I put the word price in quotations because the province of Alberta has announced plans to tighten its emissions standards under its “Specified Gas Emitters Regulation,” the first-ever policy in Canada to impose some sort of a pricing mechanism on greenhouse gas emissions.

You read that correctly: Alberta, home to the “tar sands” (I prefer the older term “oil sands”), not climate-taxing British Columbia, was the first to impose a price on carbon emissions. In fact, other than Boulder, Colorado’s carbon-tax-like electricity surcharge, this was the first in North America. The catch is that the SGER is not a carbon tax unless one of the specified emitters exceeds a particular emissions “intensity,” a measure of emissions per unit of production. The requirement was a twelve percent reduction from baseline levels.

The bottom line was that emitters were only required to become more efficient with their greenhouse gas emissions, rather than actually reduce them.

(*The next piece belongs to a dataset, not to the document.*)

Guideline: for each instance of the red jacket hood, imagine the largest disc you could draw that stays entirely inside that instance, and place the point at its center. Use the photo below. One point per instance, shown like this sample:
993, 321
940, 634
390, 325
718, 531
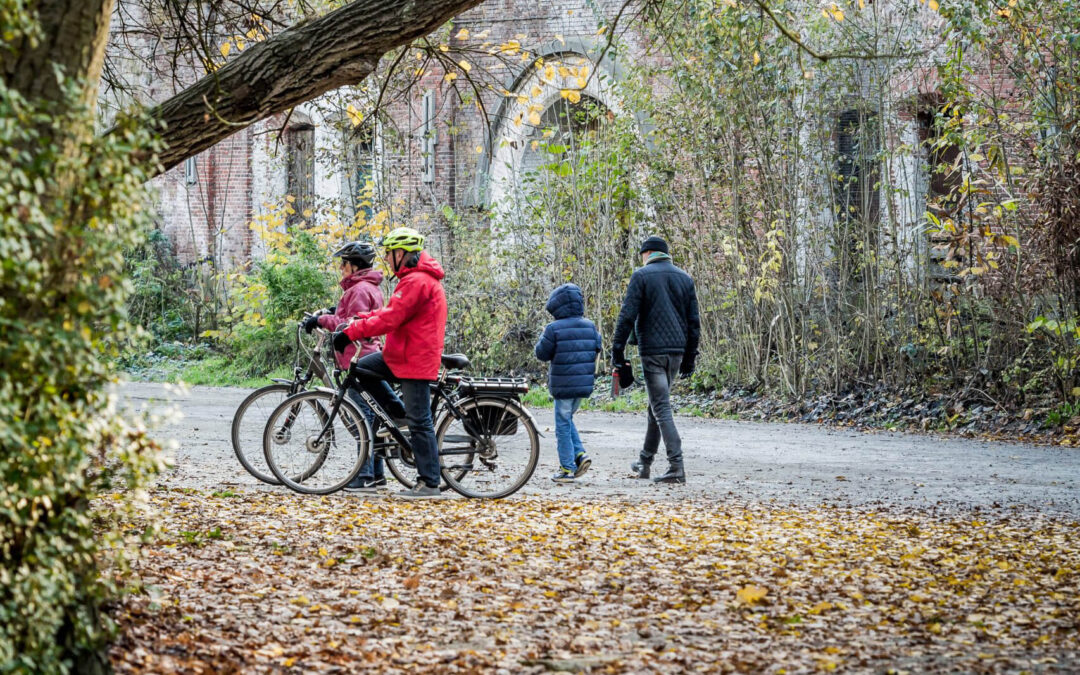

The price for being unable to sufficiently reduce emissions was $15 per ton of emissions over the required levels (12% below baseline), working out to a pretty low average cost of under $2 per ton. So this is not a carbon tax, but still, Alberta–which passed the legislation in 2003 and implemented the regulation in 2007–was first. Now, Alberta has announced that they will ratchet up both the price; from $15 per tonne (that’s “ton” in Canadian) to $30 per tonne, and the reduction from baseline–from 12% to 20%–by 2017. That is a welcome first step.

Earlier, in June, newly-elected Alberta Premier Rachel Notley announced that she would seek help on environmental policy from the national and Ontario offices of her New Democratic Party, a party that occupies a very liberal political left in Canada. Alas, the NDP’s climate policy positions have proven to be a bit facile. The national NDP leader, Thomas Mulcair, has called for cap-and-trade because “polluters [should] pay for the pollution they create instead of leaving those costs to the next generation.” There has always been a “for-the-little-guy-against-the-big-guy” populism in the NDP, and, unfortunately, climate policy has been similarly hostage to this party principle. Although the NDP has historically been a very green party, it opposed British Columbia’s carbon tax on the grounds that it hurt individuals. Perhaps this will change somewhat now that the Premier has asked University of Alberta economist Andrew Leach to chair a climate advisory panel to help devise a new provincial climate policy.

Expect some change. The new Premier has said she’s not a big fan of the current regulatory scheme, so this recent announcement is likely just a stopgap. She is also reported to be skeptical that a cap-and-trade plan is right for Alberta, so that leaves …. hmm, a carbon tax? Chair-designate Leach has written quite sensibly in the past that carbon pricing is not a “panacea,” but that depends on the stringency of the tax and the context in which it is imposed.

At this point, it is hard to imagine any kind of scheme that is not a plain old carbon tax. Alberta will probably not try to one-up its neighbor, but seems likely to eventually accept a provincial carbon tax like British Columbia’s. Trying to imagine some regulatory scheme to regulate Alberta’s specified gas emitters strikes me as anachronistic. What could you possibly tell Alberta’s eight coal-fired power plants besides simply, “shut down”? What kind of a standard would be applied–above and beyond the already existing federal plan–to phase them out? What about gas plants? What would their standard be, and why?

I am hard-pressed to imagine a climate policy for Alberta other than a carbon tax.